Allenbach. .
Sie haben sich gestreckt und gegähnt, legen beim Turboatmen die Hände auf den Bauch. „Wenn sich da nichts tut, macht ihr etwas falsch“, sagt Andrea Stötzel. „Verspannt kann man nicht singen“, weiß Daniel. Nach zehn Minuten Stimmbildung entlässt die Musikpädagogin die kleine Gruppe aus dem Spiegelsaal. Die Nächsten, bitte.
Im Musikraum ist das Kommen und Gehen an solchen Vormittagen ganz normal. Angelina geht ans Klavier und spielt mal eben die Arabesque von Friedrich Burgmüller herunter. „Ganz toll“, lobt Klassenlehrer Wolfgang Setzer, der sich an einen der Gruppentische zu seinen Fünftklässlern gesetzt hat. Die anderen stehen Angelina in nichts nach. Anastasia an der Geige, Maik auf der Trompete, Emily an der Klarinette, Pauline an der Querflöte... Alle fünf Jungen und 18 Mädchen in der Klasse spielen mindestens ein Musikinstrument. Spätestens seit einem Dreivierteljahr. Sie sind die Klasse 5 m. Keppels erste Musikklasse.
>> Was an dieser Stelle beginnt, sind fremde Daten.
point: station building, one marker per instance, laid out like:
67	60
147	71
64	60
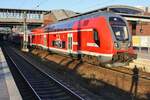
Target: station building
138	17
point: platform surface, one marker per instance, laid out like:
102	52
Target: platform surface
8	88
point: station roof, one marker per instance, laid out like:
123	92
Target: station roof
122	9
14	9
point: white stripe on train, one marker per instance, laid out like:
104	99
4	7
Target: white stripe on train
76	52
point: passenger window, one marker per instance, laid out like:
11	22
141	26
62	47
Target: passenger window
63	44
96	37
53	43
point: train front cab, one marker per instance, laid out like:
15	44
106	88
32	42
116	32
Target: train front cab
122	51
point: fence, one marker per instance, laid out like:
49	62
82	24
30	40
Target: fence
141	42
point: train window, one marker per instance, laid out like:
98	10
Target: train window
119	28
53	43
96	37
63	44
85	23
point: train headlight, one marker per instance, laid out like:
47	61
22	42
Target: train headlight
129	44
116	45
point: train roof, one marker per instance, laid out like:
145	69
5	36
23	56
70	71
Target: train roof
68	23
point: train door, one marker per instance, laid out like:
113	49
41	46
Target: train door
70	39
45	40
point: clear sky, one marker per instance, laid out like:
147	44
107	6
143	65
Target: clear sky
75	5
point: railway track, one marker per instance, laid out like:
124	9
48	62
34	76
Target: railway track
43	86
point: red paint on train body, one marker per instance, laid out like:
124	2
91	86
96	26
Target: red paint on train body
103	36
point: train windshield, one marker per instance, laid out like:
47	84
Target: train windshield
119	28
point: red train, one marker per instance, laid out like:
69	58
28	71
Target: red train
97	38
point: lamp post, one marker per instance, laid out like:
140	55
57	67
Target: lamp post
25	35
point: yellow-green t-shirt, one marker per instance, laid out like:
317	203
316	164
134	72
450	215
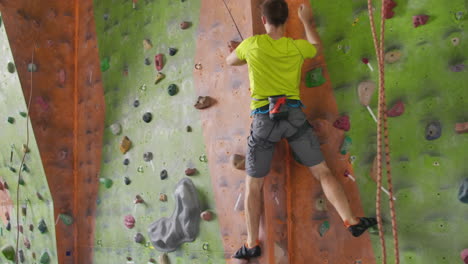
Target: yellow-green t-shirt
274	66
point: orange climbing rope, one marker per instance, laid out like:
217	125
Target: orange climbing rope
382	130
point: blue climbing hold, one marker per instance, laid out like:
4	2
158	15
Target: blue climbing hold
433	131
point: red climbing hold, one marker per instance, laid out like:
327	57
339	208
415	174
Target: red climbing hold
389	6
129	221
461	128
343	123
420	20
397	110
207	215
159	61
233	45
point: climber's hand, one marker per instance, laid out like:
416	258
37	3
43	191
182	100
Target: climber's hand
305	14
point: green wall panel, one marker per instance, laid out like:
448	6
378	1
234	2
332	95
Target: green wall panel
121	31
426	174
12	137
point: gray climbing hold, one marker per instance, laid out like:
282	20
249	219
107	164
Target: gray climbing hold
42	226
433	131
148	156
167	234
32	67
116	128
139	238
463	192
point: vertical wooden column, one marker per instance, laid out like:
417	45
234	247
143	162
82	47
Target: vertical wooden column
89	129
337	245
67	110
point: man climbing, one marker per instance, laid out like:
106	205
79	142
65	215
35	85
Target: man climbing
275	64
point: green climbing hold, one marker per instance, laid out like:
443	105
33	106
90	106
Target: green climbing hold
105	64
172	89
460	15
347	142
203	158
9	252
42	226
106	182
315	78
66	219
324	227
11	67
45	258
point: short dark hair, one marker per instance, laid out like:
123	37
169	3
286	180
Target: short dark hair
275	11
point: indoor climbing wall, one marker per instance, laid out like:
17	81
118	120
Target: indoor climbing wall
152	137
37	243
426	43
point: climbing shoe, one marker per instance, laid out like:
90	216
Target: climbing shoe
359	228
247	253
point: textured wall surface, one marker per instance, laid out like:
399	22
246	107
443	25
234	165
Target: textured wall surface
67	109
121	31
13	136
427	174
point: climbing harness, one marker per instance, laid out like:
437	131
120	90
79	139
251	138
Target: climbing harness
233	20
382	131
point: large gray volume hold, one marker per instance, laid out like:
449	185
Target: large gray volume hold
167	234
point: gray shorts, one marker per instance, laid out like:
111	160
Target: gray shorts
265	133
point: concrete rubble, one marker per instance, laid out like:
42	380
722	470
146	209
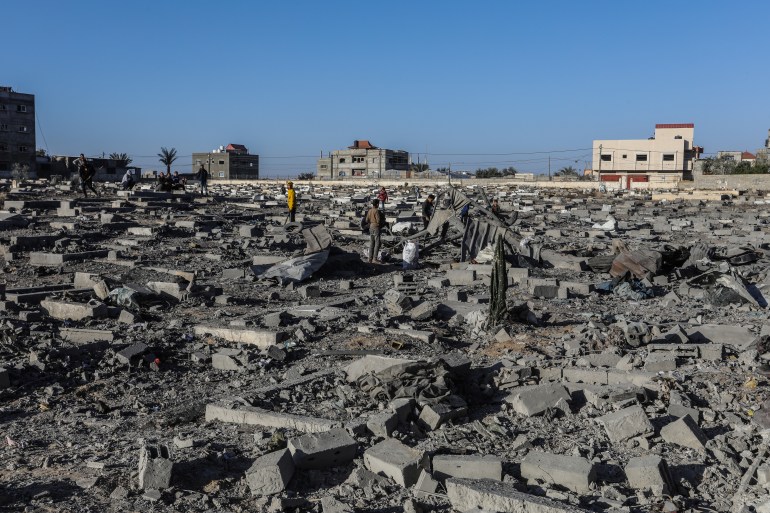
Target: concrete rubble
166	351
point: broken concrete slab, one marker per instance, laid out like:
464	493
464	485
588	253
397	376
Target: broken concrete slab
395	460
323	449
270	473
571	472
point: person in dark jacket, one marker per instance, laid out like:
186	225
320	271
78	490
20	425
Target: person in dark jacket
375	220
427	210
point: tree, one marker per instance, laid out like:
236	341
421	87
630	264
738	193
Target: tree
122	159
568	172
167	157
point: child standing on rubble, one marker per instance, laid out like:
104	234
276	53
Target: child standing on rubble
374	219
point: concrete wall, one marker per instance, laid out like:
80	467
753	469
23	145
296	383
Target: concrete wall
17	130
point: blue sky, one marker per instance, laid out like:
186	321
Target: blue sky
474	84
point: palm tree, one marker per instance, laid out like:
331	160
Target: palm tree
167	157
121	159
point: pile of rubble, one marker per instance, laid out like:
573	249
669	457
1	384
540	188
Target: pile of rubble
181	353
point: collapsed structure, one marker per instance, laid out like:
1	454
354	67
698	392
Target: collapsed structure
199	354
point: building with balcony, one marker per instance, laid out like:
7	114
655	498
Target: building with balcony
231	162
17	131
667	155
364	160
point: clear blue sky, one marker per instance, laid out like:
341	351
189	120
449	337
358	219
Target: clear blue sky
291	79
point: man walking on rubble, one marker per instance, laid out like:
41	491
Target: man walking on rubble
291	200
374	219
427	211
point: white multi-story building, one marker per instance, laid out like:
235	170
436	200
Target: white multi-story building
669	154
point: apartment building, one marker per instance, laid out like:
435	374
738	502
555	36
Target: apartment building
17	130
231	162
364	160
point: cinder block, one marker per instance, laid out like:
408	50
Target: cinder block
468	466
395	460
626	423
322	450
571	472
269	474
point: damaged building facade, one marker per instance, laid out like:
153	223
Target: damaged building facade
364	160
Die ersten sind schon im Orchester
Insgesamt fünf Stunden in der Woche steht Musik auf dem Stundenplan. Dazu gehören das Singen im Chor oder das Spielen im Orchester, außerdem der Instrumentalunterricht in der eigens gegründeten „Musikschule Stift Keppel“, die Musikpädagogen und hochkarätige Musiker engagiert hat. „Musik ist der rote Faden, der die Klasse bis zur Jahrgangsstufe 9 zusammenhält“, sagt Wolfgang Setzer, „das schweißt zusammen.“ Wer will, ist dann bestens vorbereitet für den Leistungskurs Musik in der Oberstufe. Lara und Lou sind die Frühstarter: Sie haben schon einen Platz im Schulorchester. „Natürlich können wir noch nicht jeden Takt mitspielen“, sagen sie. Aber neben ihnen sitzen ältere Mitschüler, die sie unterstützen. Wolfgang Setzer gefällt das: „Möglichst früh ins kalte Wasser springen.“
Ruhig ist es auch am Nachmittag in den Mauern des Stifts nicht. Hinter der einen Tür schluchzen Geigen, hinter der anderen wirbeln die Trommelstöcke. „Das verändert die Schule“, sagt Schulleiterin Sibylle Schwarz, „und das klingt alles schon sehr ordentlich.“ Hörbar für alle spätestens seit dem Weihnachtskonzert. Da habe der Chor „stimmlich plötzlich ein ganz anderes Volumen“ gezeigt. Mit dem Musikzweig setze die Schule zudem ein „wichtiges Gegengewicht“ zu ihrem MINT-Profil — denn im Bereich Mathe, Informatik, Naturwissenschaften und Technik ist Keppel ja auch schon in den Kreis der „Excellence Center“ aufgenommen worden.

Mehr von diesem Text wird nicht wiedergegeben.